Touring the Majestic Grand Canyon, Part 2
I got to watch the sunrise over the Grand Canyon this morning. Well, kind of. I wanted to do the Desert Drive and head East this morning and I’d read Yaki Point was one of the best places to view the sunrise; it also happened to be one of the first stops on the drive. Well, my attention to detail was lacking this morning and I failed to read the part that said Yaki Point could only be accessed by bus. I pulled onto the road for Yaki Point and half the road was closed off with a sign saying buses only. I knew if I backtracked I would miss the sunrise since I opted to not wake up with my alarm clock, even though it was persistent in reminding me it was time. I found a parking lot just off the entrance road to Yaki Point, ditched my car, and started walking. I noticed an Asian girl that was at the parking lot, but seemed timid, so I ignored her and headed on my way. About 2 minutes later she was calling out to me, wanting to know where the best place was to take pictures. I shared my inside scoop on Yaki Point and informed her I was walking there now. She asked to join me and I agreed. (It would really be rude to not.) She was super sweet and I learned her name was Jong, she was from Shanghai, 36, had a 12 year old son that was also at Yaki Point (apparently I wasn’t the only one aware if the inside scoop), her son wanted to move to LA, and she wanted to move to San Francisco. Her English was broken, which was still better than my Chinese. She kept asking how far it was and I kept telling her it was coming up, even though I didn’t have a clue; it could have been 5 more miles. Approximately a quarter mile in we saw a sign saying Yaki Point was .75 of a mile. I relayed to Jong that it would be about another 15 minutes of walking, but I think that might have gotten lost in translation. Jong was doing her best to keep up with my quick steps (she was maybe 5′). At one point in time she asked if we could run, I’m guessing half to warm her up and half because she really thought we were almost there as I kept promising her. I laughed to myself, knowing I could run that far, but wasn’t sure she could, and agreed. About 30 seconds later she asked if we could walk again.
We finally made it to Yaki Point. The sun had already risen, but wasn’t much over the horizon. I started taking pictures and Jong started taking loads of pictures…of me. Yep. I became a celebrity as she wanted me to move to different angles so the sun was just right on my face. I think some of the other Chinese people were worried they’d miss out on taking pictures of a possible celebrity and would join in at different times. I’m sure I should be flattered, but I was super uncomfortable. Jong and I exchanged email addresses before we parted ways and promised to write. As I left to walk back I was worried she would be leaving shortly afterwards and we’d have to do the second awkward goodbye, so I decided to run back. Apparently that’s not normal. A couple cowboys at the mule ranch I ran past yelled out at me to make sure I was ok. I told them I was, without slowing down to answer them. Shortly after that I spooked about a half a dozen elk from my running. I’m not sure who was more scared – them or me. I successfully made it to my car without an awkward encounter, but definitely sweating.

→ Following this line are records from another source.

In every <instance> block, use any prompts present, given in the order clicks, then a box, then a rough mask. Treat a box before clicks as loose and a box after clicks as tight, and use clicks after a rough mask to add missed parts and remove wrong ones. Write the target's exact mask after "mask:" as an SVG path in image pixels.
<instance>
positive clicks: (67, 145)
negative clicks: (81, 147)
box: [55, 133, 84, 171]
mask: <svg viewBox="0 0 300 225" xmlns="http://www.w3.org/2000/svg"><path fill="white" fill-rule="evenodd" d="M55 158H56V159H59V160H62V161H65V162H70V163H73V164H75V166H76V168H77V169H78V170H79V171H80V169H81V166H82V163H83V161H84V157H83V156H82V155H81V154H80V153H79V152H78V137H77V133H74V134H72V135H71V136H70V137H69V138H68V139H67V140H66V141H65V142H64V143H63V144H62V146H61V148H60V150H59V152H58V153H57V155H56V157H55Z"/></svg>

My last stop was at the Desert Canyon stop, which also had a watch tower. I took my time climbing the watch tower, taking pictures, and then buying post cards at the little shop in the bottom. As I was walking out of the Desert Canyon I realized Jong was up ahead of me on the path. She was fumbling with her camera, so for a split second I thought maybe we could pass each other and not notice. As quickly as the thought flew into my head Jong noticed me and excitedly called out to me. We greeted in an awkward hug as I remembered after I’d reached out to her that Chinese people don’t really hug. We had a brief interaction, again talking about my trip to the Antelope Canyon when one of her friends informed us that they were going there too. Shit. After some exchanges back and forth her friend informed me they were going tomorrow. We did our final goodbye and parted ways, as I rushed out of the park, happy to get on the road heading out of the Grand Canyon.
Shortly after I got out of the Grand Canyon I decided to stop at one of the Native American stands that was set up to scope out the goods. I ended up buying a turquoise necklace charm that was hand crafted to look like a horse and was supposed to bring good travels. Apparently since I wasn’t wearing it on my neck it didn’t work.
The tour was supposed to be an hour, but it ended up taking an hour and a half. Since I hadn’t eaten lunch it felt like it was 4 hours. The other people on the tour felt it was necessary to stop and take multiple pictures of every angle of the canyon. Thankfully it’s only 1/4 mile in length, but it still took rather long. The longer it took the more claustrophobic I started to feel and felt it necessary to get out of there.